Depuis le début  du confinement, je démarre à 8 h et j’éteins l’ordinateur à 19 h. J’ai davantage de travail que lorsque je suis à l’école. Dans mon établissement, nous n’avons pas d’espace numérique de travail. Il ne suffit pas de se connecter au Centre national d’enseignement à distance (CNED), il faut personnaliser les devoirs qu’on envoie, tester les exercices. Je communique beaucoup avec l’institutrice qui travaille avec moi pour ma décharge de direction. Pour notre classe de CE1, nous avons eu le temps de préparer quinze jours de travail sur papier, donnés aux enfants avant qu’ils ne partent. Mais il faut les étayer avec des consignes supplémentaires, d’autres activités et des jeux sur les tables de multiplication par exemple, à faire sur Internet. J’organise un rallye lecture avec ma classe. J’envoie tous les jours des e‑mails aux parents avec les corrections. Jeudi dernier, nous avons appelé chaque famille et parlé aux enfants, en passant un peu plus de temps avec les élèves en difficulté et ceux qui sont en famille d’accueil. J’ai été émue d’avoir mes élèves au téléphone. Je m’assure que tous mes collègues maintiennent eux aussi le lien avec les familles de leurs élèves.

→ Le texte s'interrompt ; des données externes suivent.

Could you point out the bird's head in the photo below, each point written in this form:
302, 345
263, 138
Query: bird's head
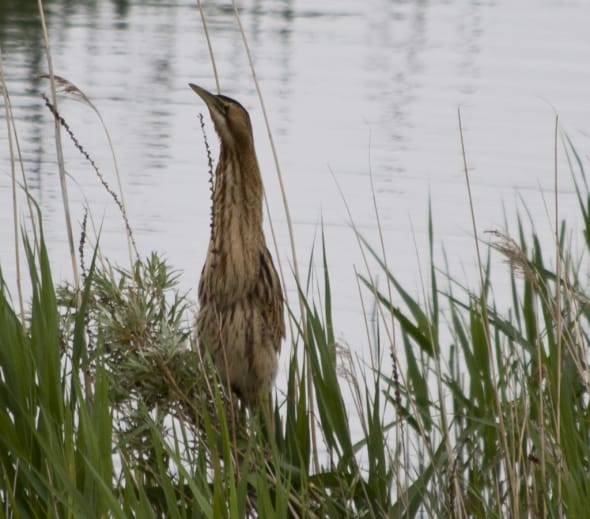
230, 118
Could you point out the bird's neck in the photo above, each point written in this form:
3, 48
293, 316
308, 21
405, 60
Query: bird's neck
237, 202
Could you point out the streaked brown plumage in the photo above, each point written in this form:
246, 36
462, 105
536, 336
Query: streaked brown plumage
240, 319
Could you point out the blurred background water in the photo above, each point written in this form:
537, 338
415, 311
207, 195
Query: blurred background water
356, 92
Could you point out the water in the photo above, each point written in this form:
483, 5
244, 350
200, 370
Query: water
357, 94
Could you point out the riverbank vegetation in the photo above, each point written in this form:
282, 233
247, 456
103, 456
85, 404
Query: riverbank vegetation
462, 407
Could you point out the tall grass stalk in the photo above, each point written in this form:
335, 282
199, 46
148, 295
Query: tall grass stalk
486, 328
59, 151
15, 218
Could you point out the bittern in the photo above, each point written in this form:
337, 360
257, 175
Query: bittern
240, 319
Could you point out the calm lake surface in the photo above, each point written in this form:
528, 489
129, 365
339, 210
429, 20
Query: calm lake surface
354, 91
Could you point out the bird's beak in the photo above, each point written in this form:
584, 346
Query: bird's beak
213, 102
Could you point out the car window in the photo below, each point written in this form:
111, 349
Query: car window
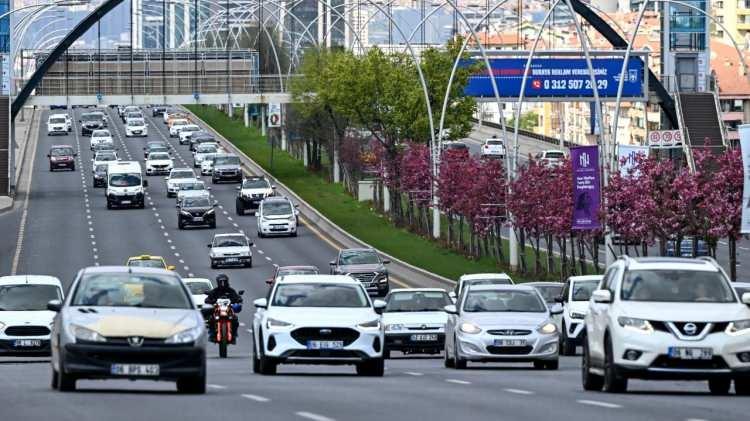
27, 297
676, 286
131, 290
319, 295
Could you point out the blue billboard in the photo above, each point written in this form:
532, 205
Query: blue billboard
557, 79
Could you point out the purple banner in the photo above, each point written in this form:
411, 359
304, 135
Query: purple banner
586, 190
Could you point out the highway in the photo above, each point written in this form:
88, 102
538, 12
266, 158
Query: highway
64, 225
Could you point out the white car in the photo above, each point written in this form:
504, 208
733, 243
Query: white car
230, 250
186, 131
500, 323
99, 137
276, 216
136, 127
176, 176
199, 289
493, 148
318, 319
668, 319
25, 322
104, 157
158, 163
575, 300
414, 320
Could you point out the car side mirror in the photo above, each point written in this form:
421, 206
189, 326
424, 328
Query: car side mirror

Au‐delà de ma classe, je dois aussi gérer le planning de garde des enfants des personnels soignants accueillis dans mon école. Je vérifie, avec la mairie et la directrice de l’autre école qui accueille, que les mesures barrière sont bien appliquées. Je m’occupe aussi de récupérer les fiches auprès des parents de CM2, pour la continuité avec la 6ème. Et nous discutons beaucoup avec mes collègues pour trouver des idées activités. Cela prend du temps. Nous avons lancé un projet d’arts plastiques en fin de semaine pour que les enfants de toute l’école dessinent une fleur en s’inspirant d’un artiste japonais. Il faut aussi former certains collègues au numérique. Dans l’ensemble, les parents sont très reconnaissants, même si certains sont anxieux. On donne tout ce qu’on peut pour assurer la continuité pédagogique. Mais ce n’est pas vrai que nous étions prêts, contrairement à ce qu’a dit Jean‐Michel Blanquer. On aurait pu avoir des directives claires, dès lors que les premières écoles ont fermé dans l’Oise. Rien n’a été anticipé. Je n’ai pas du tout envie que le calendrier scolaire soit revu, vu toute l’énergie que l’on met en ce moment.

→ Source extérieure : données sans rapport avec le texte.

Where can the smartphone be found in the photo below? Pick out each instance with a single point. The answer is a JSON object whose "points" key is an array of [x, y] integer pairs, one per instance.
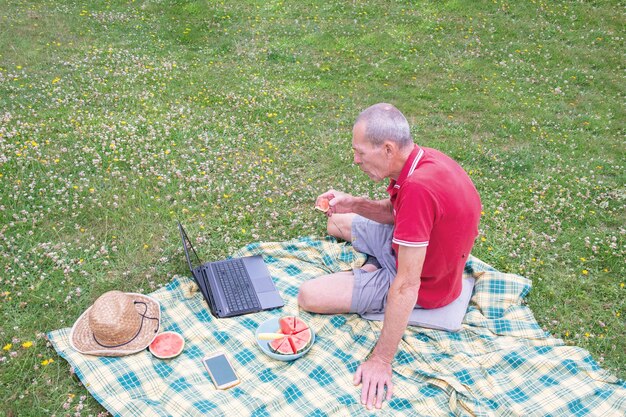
{"points": [[220, 370]]}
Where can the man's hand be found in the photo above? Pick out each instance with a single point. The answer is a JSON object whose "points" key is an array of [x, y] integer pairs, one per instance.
{"points": [[374, 375], [339, 202]]}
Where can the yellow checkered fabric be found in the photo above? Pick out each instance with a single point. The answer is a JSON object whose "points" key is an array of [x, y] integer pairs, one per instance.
{"points": [[500, 364]]}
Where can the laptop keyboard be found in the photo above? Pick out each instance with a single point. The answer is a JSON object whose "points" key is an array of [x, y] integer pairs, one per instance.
{"points": [[238, 289]]}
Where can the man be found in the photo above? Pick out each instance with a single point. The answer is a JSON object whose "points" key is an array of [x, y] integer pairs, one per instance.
{"points": [[418, 239]]}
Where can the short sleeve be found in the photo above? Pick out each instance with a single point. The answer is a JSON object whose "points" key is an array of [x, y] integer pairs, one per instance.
{"points": [[415, 214]]}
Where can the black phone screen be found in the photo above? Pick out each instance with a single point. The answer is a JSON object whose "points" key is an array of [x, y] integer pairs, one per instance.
{"points": [[221, 370]]}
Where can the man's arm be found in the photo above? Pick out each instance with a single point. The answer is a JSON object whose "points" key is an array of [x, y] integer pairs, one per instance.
{"points": [[380, 211], [375, 373]]}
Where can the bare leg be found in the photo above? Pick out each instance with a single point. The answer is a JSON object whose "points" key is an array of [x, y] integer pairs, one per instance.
{"points": [[329, 294], [340, 226]]}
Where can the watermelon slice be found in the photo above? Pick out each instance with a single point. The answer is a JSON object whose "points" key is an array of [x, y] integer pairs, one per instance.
{"points": [[297, 336], [167, 345]]}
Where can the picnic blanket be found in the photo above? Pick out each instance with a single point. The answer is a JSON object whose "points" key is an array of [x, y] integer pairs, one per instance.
{"points": [[500, 364]]}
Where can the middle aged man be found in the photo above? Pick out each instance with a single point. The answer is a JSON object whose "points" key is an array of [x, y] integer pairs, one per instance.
{"points": [[418, 239]]}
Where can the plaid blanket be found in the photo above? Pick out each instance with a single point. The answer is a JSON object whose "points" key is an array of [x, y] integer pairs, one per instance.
{"points": [[500, 364]]}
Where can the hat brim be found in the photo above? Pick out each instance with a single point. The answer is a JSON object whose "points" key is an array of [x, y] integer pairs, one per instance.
{"points": [[82, 340]]}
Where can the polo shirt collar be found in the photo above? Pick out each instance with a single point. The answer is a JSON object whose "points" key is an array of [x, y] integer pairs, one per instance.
{"points": [[409, 167]]}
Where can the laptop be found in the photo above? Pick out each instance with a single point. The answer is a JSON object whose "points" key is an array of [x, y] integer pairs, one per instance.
{"points": [[232, 287]]}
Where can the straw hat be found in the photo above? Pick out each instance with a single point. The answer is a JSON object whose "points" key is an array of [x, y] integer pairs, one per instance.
{"points": [[117, 324]]}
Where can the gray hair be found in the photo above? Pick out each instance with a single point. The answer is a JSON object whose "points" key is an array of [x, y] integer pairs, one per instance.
{"points": [[385, 122]]}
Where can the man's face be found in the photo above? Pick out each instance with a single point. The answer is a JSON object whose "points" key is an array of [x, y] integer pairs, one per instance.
{"points": [[371, 159]]}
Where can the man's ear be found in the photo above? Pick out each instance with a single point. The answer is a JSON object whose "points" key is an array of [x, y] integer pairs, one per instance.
{"points": [[390, 148]]}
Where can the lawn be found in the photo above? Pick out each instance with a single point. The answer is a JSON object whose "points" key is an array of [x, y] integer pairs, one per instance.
{"points": [[119, 117]]}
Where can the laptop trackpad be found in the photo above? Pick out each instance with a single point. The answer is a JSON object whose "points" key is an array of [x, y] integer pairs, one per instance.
{"points": [[263, 284]]}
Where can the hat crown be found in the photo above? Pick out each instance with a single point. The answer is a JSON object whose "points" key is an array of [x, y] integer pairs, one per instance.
{"points": [[113, 319]]}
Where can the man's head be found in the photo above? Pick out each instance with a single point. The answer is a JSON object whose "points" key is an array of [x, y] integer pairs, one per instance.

Anaëlle, directrice d’une école en Haute‐Garonne
Anaëlle, Haute‐Garonne

“Déplacements brefs […] liés à l’activité physique individuelle des personnes […] et aux besoins des animaux de compagnie”. Tel est le dernier motif de dérogation au confinement. Cela me rend perplexe. Qu’en est‐il des bébés, des marmots, des jeunes enfants ? Ils sont mentionnés, indirectement, dans la rubrique « motif familial impérieux », pour « garde d’enfant ». J’ai donc le droit de me déplacer pour aller m’occuper de ma petite‐fille enfermée dans un appartement, mais pas de la promener dans sa poussette, ni de lui permettre de se dégourdir les jambes ? Arrêtez‐moi si je me trompe ! Les parcs et jardins sont fermés, avec les agrès pour bambins. Je suis bien contente pour les chiens, je ne suis pas une sans‐coeur, quand même ! Tiens, si vous avez un chien, prêtez‐le moi, cela me permettra de sortir ma petite‐fille par la même occasion.
Dominique‐Anne, Nantes

#VisMaVieDeConfinéADomicile C’est parti pour un confinement général qui va durer 15 jours, un mois, ou plus. Je sens déjà la panique dans ton foyer, dans ta tête. Tu trépignes déjà d’impatience que tout ça soit terminé. Plus de vie sociale, plus de sorties avec les amis, plus d’aller- retours au boulot… Le système te prive de tout ce qui n’est pas vital. Survivre quoi, rien de plus. Tu commences déjà à flipper. Si je chope le truc, est‐ce qu’on va me soigner ? Et si j’ai autre chose, est‐ce que j’aurai accès aux soins ? C’est vrai, ça peut être flippant. Allez, je vais tenter de te rassurer.
Nous, les handicapés, on vit ça tous les jours de toute l’année depuis toujours. Alors, t’inquiète, on va pouvoir te filer plein de conseils. Et oui, tous les jours, on est enfermé, à domicile ou en foyer, sans pouvoir vivre et profiter de la liberté que toi, tu connais. En gros, je ne vais pas tout te détailler. C’est un peu ce que tu vas vivre à partir de maintenant. Et ouais, désolée pour toi. Alors avec mes copains, on se bat depuis longtemps pour qu’on n’ait plus à vivre tout ça. Et tu sais quoi ? On va passer en correctionnelle pour ça. Plusieurs milliers d’euros d’amende et d’années de prison risquent de nous tomber sur le coin de la gueule simplement parce qu’on a manifesté notre colère.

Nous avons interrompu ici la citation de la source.